DECK: Behavioral Tests to Improve Interpretability and Generalizability of BERT Models Detecting Depression from Text
This work addresses the need for more reliable and generalizable depression detection tools in mental health applications, though it is incremental as it builds on existing BERT models with domain-specific enhancements.
The paper tackled the problem of performance inconsistencies and poor generalization in BERT-based models for detecting depression from text by introducing DECK, a set of depression-specific behavioral tests, which improved out-of-distribution F1-scores by up to 53.93%.

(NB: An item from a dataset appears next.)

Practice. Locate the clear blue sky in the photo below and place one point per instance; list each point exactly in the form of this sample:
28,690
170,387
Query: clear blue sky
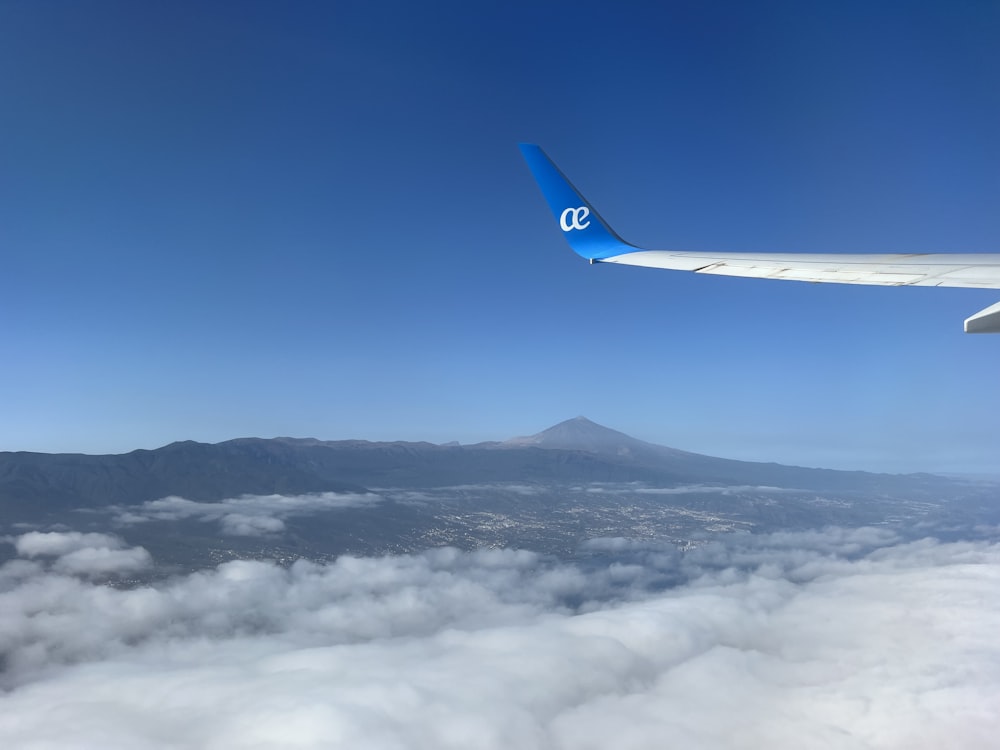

Models that accurately detect depression from text are important tools for addressing the post-pandemic mental health crisis. BERT-based classifiers' promising performance and the off-the-shelf availability make them great candidates for this task. However, these models are known to suffer from performance inconsistencies and poor generalization. In this paper, we introduce the DECK (DEpression ChecKlist), depression-specific model behavioural tests that allow better interpretability and improve generalizability of BERT classifiers in depression domain. We create 23 tests to evaluate BERT, RoBERTa and ALBERT depression classifiers on three datasets, two Twitter-based and one clinical interview-based. Our evaluation shows that these models: 1) are robust to certain gender-sensitive variations in text; 2) rely on the important depressive language marker of the increased use of first person pronouns; 3) fail to detect some other depression symptoms like suicidal ideation. We also demonstrate that DECK tests can be used to incorporate symptom-specific information in the training data and consistently improve generalizability of all three BERT models, with an out-of-distribution F1-score increase of up to 53.93%.